Dr. Nikki Moran studies musical performance as human practice through both theoretical and original empirical research. Her work to date includes projects involving expert classical North Indian duos, jazz and free improvisers, and western classical ensembles and conductors. She is particularly interested in the ethical and inclusive possibilities of 4E (embedded, extended, embodied, enactive) cognition when this approach is brought to bear on the study of musical performance.


Sageev Oore is a faculty member in Computer Science at Dalhousie University (Halifax), a Research Faculty Member at the Vector Institute for Artificial Intelligence (Toronto), and a Canada CIFAR AI Chair.
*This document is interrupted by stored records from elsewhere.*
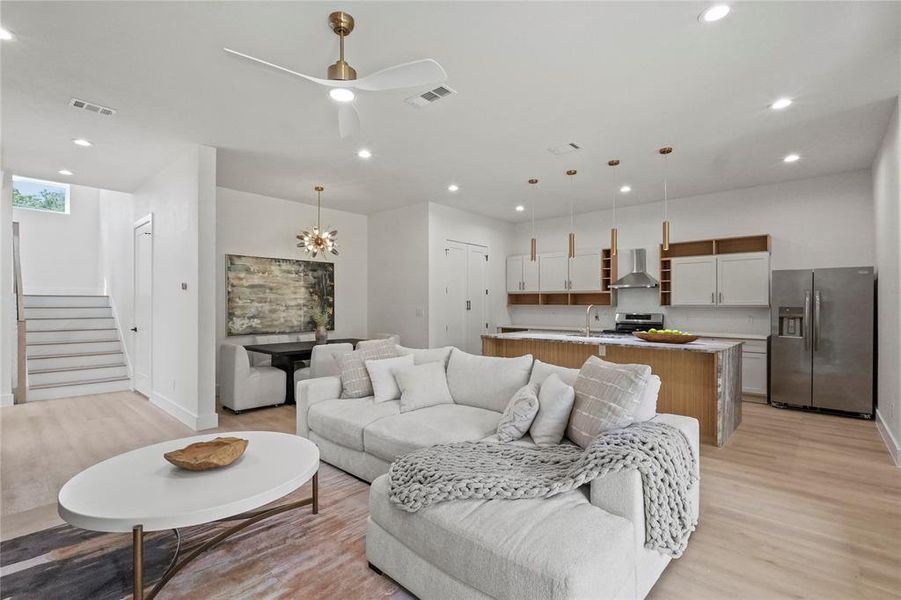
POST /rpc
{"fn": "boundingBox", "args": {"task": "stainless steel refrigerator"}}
[770,267,875,417]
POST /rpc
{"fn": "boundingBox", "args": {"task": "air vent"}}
[404,85,457,108]
[547,142,582,155]
[69,97,117,116]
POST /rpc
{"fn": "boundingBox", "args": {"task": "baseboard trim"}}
[0,393,13,407]
[876,409,901,467]
[150,392,218,431]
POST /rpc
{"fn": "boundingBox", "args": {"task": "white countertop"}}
[485,331,742,353]
[498,325,769,341]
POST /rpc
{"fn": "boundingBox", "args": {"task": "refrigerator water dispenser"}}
[777,307,804,338]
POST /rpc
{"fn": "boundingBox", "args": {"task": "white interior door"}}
[133,217,153,397]
[466,245,488,355]
[670,255,717,306]
[444,241,489,354]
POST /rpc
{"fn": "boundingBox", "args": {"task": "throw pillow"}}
[632,374,661,423]
[528,359,579,387]
[445,349,533,412]
[394,362,454,413]
[395,345,454,368]
[530,373,576,447]
[365,354,415,402]
[339,339,399,398]
[496,383,540,442]
[566,356,651,448]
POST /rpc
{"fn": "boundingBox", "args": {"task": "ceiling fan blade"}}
[353,59,448,91]
[223,47,342,88]
[338,103,360,139]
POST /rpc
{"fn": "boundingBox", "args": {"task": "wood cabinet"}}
[671,256,717,306]
[716,252,770,306]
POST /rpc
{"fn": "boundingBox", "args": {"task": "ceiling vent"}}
[404,85,457,107]
[547,142,582,155]
[68,97,117,116]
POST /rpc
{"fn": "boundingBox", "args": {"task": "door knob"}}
[130,327,138,332]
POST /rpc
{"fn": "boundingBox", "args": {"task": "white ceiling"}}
[2,1,899,222]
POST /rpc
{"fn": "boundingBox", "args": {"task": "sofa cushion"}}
[528,359,579,387]
[395,362,454,413]
[531,373,576,447]
[363,404,501,462]
[308,397,400,451]
[633,374,661,423]
[369,475,636,600]
[496,383,539,442]
[338,340,399,399]
[366,354,415,402]
[396,345,454,368]
[445,349,533,412]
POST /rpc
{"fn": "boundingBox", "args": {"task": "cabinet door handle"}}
[719,292,724,303]
[711,292,715,304]
[466,300,471,311]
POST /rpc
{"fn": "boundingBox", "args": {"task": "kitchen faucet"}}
[584,304,599,337]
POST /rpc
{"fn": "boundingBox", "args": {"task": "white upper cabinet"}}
[716,252,770,306]
[506,256,524,292]
[569,250,602,292]
[522,257,540,292]
[539,253,570,292]
[670,256,718,306]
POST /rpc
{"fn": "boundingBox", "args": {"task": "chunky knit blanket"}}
[388,421,698,557]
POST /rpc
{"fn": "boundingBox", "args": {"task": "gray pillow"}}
[339,339,399,398]
[395,345,454,368]
[395,362,454,412]
[445,349,533,412]
[530,373,575,447]
[566,356,651,448]
[496,383,540,443]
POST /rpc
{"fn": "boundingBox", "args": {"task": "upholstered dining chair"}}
[220,343,286,413]
[247,334,281,367]
[294,342,354,388]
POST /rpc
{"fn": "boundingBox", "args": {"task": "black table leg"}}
[271,355,296,404]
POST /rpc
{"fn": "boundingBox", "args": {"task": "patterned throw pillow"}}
[496,383,540,443]
[339,339,399,398]
[566,356,651,448]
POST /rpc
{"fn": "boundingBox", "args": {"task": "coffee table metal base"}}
[132,470,319,600]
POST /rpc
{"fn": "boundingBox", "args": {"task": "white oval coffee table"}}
[58,431,320,600]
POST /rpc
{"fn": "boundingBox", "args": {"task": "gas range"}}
[604,312,665,335]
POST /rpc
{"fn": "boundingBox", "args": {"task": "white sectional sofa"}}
[296,347,700,600]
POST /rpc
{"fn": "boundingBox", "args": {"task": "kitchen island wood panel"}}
[482,334,742,446]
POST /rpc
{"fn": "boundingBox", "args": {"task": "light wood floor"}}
[2,392,899,599]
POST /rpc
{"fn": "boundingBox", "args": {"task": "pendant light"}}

He is interested in basic research in machine learning and deep learning, with particular focus on applications of deep learning in audio and music, and computational creativity. He recently spent a year and a half as a Visiting Scientist in Google Brain (California), where he worked on the Magenta team developing generative music systems such as PerformanceRNN. He is also an award-winning musician; as a pianist he has performed as soloist with orchestras both as a classical soloist and as an improviser.


Franziska Schroeder is a saxophonist, theorist, and a Professor for Music and Cultures at the School of Arts, English and Languages at Queen’s University Belfast. Her research interests include the intersection of critical theory and digital performance, the role of the body in the age of technological change, as well as free improvisation practices.


Matthew Barley has created a unique international career full of improvisation, new music, cutting-edge computer technology, collaboration with jazz and Indian musicians, education, and arranging – but always with cello playing at the heart. He has played with some of the finest orchestras (Frankfurt Radio Symphony, BBC Philharmonic/Scottish, Czech Philharmonic), in some of the greatest concert halls, given premieres by major
composers (MacMillan, Dusapin, Larcher) and appeared on tv and radio worldwide. He counts himself blessed to be able to dream up unusual projects and (usually) make them happen, and also pursue his own personal dreams of spending time with family and in nature. He lives in London with his wife, violinist Viktoria Mullova.